Несмотря на политические события в стране и на то, что Марк был очень занят хирургической практикой, а я даже приняла участие в деле помощи беженцам из Яффы и ее окрестностей, нам удалось закончить постройку этажа в нашей больнице. Мы переехали из маленького домика в новую квартиру, она была невелика, но каждый имел свою комнату, и наша спальня с раздвижной дверью в столовую служила довольно приличной комнатой для приемов. Мы, как всегда при небольшом капитале, снова влезли в долги. Врачи требовали разных улучшений, хозяйство тоже, и приходилось ломать голову, как свести концы с концами.
В 1930 году, в октябре, была объявлена так называемая Белая книга Пасфильда, отвергающая почти целиком Декларацию Бальфура[514]. Первая реакция с нашей [еврейской] стороны была сильная: протесты, собрания, пресса и забастовки.
В 1931 году туристский сезон и все связанные с ним празднества — Пурим и Пасха — все было значительно тише, в стране была депрессия. Мы это почувствовали и в наших делах. Санаторий был выстроен, но пациентов было не достаточно, чтобы покрыть все наши затраты. Нам еще предстояло купить рентгеновский кабинет и электрические машины, без которых мы не могли работать.
Теперь, когда больница и квартира были соединены, и я не должна была разбрасываться между домом и делом, я занялась посадкой сада. Раньше всего мы посадили красную и лиловую бугенвилию возле дома. Акации были уже выше дома, вокруг дома мы разбили сад, дорожки, лужайки и клумбы. Лето было очень жаркое, после заката солнца мы сидели в саду под деревьями. Я с Рут начала заниматься иностранными языками — английским, немецким.
Евреи [Мы] продолжали строить и творить, несмотря на пониженное настроение в стране. Тель-Авив строился, театры и искусство процветали, колонии и кибуцы крепли и росли.

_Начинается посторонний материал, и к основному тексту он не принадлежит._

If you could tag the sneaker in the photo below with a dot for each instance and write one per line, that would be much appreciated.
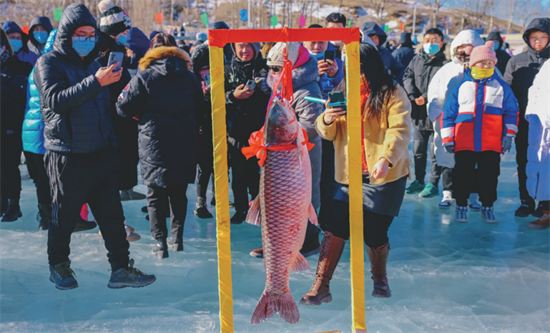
(239, 217)
(83, 225)
(488, 215)
(542, 223)
(130, 277)
(127, 195)
(12, 214)
(473, 201)
(257, 253)
(161, 249)
(447, 200)
(63, 276)
(415, 187)
(176, 244)
(539, 211)
(461, 214)
(527, 208)
(429, 191)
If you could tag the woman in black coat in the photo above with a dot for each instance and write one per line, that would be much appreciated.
(164, 96)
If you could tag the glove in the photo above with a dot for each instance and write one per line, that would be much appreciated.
(506, 144)
(450, 149)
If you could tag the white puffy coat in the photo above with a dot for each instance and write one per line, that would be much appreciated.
(538, 152)
(443, 82)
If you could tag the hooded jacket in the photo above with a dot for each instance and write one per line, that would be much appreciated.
(33, 125)
(13, 92)
(391, 64)
(440, 87)
(24, 54)
(33, 43)
(522, 69)
(417, 77)
(538, 152)
(164, 95)
(75, 107)
(502, 56)
(305, 82)
(245, 116)
(405, 53)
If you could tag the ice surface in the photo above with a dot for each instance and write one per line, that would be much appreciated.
(444, 276)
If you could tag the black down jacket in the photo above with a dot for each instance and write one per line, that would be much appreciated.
(75, 107)
(165, 95)
(522, 69)
(418, 76)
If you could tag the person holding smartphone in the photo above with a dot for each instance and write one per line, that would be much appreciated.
(246, 104)
(386, 132)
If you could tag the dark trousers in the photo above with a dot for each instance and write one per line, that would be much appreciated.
(76, 179)
(424, 140)
(521, 158)
(245, 177)
(464, 175)
(375, 226)
(205, 165)
(158, 198)
(328, 183)
(41, 180)
(10, 158)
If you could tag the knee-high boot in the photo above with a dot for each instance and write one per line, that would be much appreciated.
(378, 258)
(331, 251)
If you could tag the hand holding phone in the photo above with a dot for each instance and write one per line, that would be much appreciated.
(115, 57)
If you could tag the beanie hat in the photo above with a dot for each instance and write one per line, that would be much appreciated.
(484, 52)
(275, 55)
(113, 19)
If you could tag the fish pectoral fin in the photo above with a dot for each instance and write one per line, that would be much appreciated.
(312, 215)
(254, 215)
(300, 263)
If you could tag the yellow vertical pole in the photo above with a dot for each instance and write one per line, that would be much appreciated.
(222, 189)
(355, 188)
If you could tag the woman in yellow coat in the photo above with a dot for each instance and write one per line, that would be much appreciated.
(385, 110)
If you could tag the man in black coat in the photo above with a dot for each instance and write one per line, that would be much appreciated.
(246, 109)
(417, 77)
(405, 49)
(502, 56)
(81, 155)
(520, 73)
(13, 99)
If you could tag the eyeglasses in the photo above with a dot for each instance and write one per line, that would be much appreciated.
(92, 39)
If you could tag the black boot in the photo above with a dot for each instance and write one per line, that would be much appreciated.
(4, 203)
(13, 212)
(200, 209)
(83, 225)
(44, 216)
(161, 248)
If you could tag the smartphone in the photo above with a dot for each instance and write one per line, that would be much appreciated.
(330, 54)
(337, 99)
(250, 85)
(115, 57)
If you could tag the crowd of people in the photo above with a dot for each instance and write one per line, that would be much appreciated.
(85, 124)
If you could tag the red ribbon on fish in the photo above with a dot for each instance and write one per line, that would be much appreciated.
(259, 149)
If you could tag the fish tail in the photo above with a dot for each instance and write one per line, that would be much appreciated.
(270, 304)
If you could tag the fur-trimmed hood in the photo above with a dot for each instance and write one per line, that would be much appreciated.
(167, 60)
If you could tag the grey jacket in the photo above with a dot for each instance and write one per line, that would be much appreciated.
(305, 82)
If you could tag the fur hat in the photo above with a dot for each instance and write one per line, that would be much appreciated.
(113, 19)
(275, 55)
(484, 52)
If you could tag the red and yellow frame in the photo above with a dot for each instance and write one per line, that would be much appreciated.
(217, 39)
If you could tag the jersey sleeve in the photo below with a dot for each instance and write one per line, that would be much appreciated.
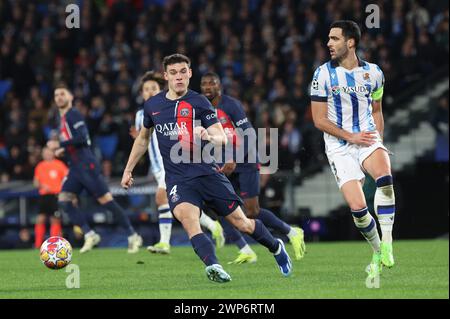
(147, 118)
(79, 131)
(318, 86)
(139, 120)
(206, 113)
(377, 93)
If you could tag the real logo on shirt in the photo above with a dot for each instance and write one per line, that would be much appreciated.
(349, 89)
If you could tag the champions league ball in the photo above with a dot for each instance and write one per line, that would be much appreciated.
(56, 252)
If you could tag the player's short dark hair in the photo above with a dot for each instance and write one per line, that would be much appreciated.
(152, 76)
(62, 85)
(212, 75)
(175, 58)
(350, 30)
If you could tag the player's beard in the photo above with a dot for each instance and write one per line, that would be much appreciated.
(341, 57)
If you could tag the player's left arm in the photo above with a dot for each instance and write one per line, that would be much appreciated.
(210, 129)
(377, 97)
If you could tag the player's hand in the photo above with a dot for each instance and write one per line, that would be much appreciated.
(59, 152)
(53, 145)
(127, 179)
(133, 132)
(363, 138)
(202, 133)
(228, 168)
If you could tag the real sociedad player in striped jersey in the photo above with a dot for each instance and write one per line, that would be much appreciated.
(177, 114)
(244, 175)
(151, 83)
(346, 95)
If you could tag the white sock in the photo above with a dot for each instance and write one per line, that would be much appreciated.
(292, 233)
(384, 204)
(165, 223)
(207, 222)
(367, 226)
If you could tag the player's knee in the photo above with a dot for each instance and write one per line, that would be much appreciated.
(385, 187)
(105, 199)
(66, 197)
(40, 219)
(161, 198)
(252, 210)
(244, 225)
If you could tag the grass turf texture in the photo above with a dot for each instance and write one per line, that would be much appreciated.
(329, 270)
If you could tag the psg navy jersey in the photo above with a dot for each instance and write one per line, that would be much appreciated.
(231, 115)
(74, 137)
(174, 122)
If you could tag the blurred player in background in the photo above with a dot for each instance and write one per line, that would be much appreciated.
(48, 178)
(84, 173)
(174, 115)
(346, 95)
(245, 176)
(151, 84)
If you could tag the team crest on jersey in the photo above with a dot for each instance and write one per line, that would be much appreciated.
(336, 90)
(184, 112)
(175, 198)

В «Габима» мы видели две новые премьеры — «Уриэль д’Акоста» и «Святое пламя». В обеих пьесах Ровина была прекрасна[515]. В «Уриэль д’Акоста» в своем красном бархатном платье, с жестами и манерами испанской аристократки. Фридлянд[516] был очень хорош как испанский гранд, придворный врач. В «Святом пламени» Ровина была английская леди, выдержанная до конца, даже после преступления, совершенного ею с полным сознанием своей правоты и жертвы, которую она принесла любимому сыну. Если бы Ровина выросла как артистка не в коллективе, а в те времена, когда Сара Бернар, Рашель и Элеонора Дузе[517] создавали свои театры, она была бы свободна подчинять театр своим вкусам и своему таланту. Были времена, когда таланты и гении царили и подчиняли себе царей. Для них строились специальные театры, и подбиралась труппа, писатели и [драматурги], которые для них создавали роли. И личные условия жизни были более легкие для развития таланта и для каприза гения. Я могу только пожалеть об этих временах.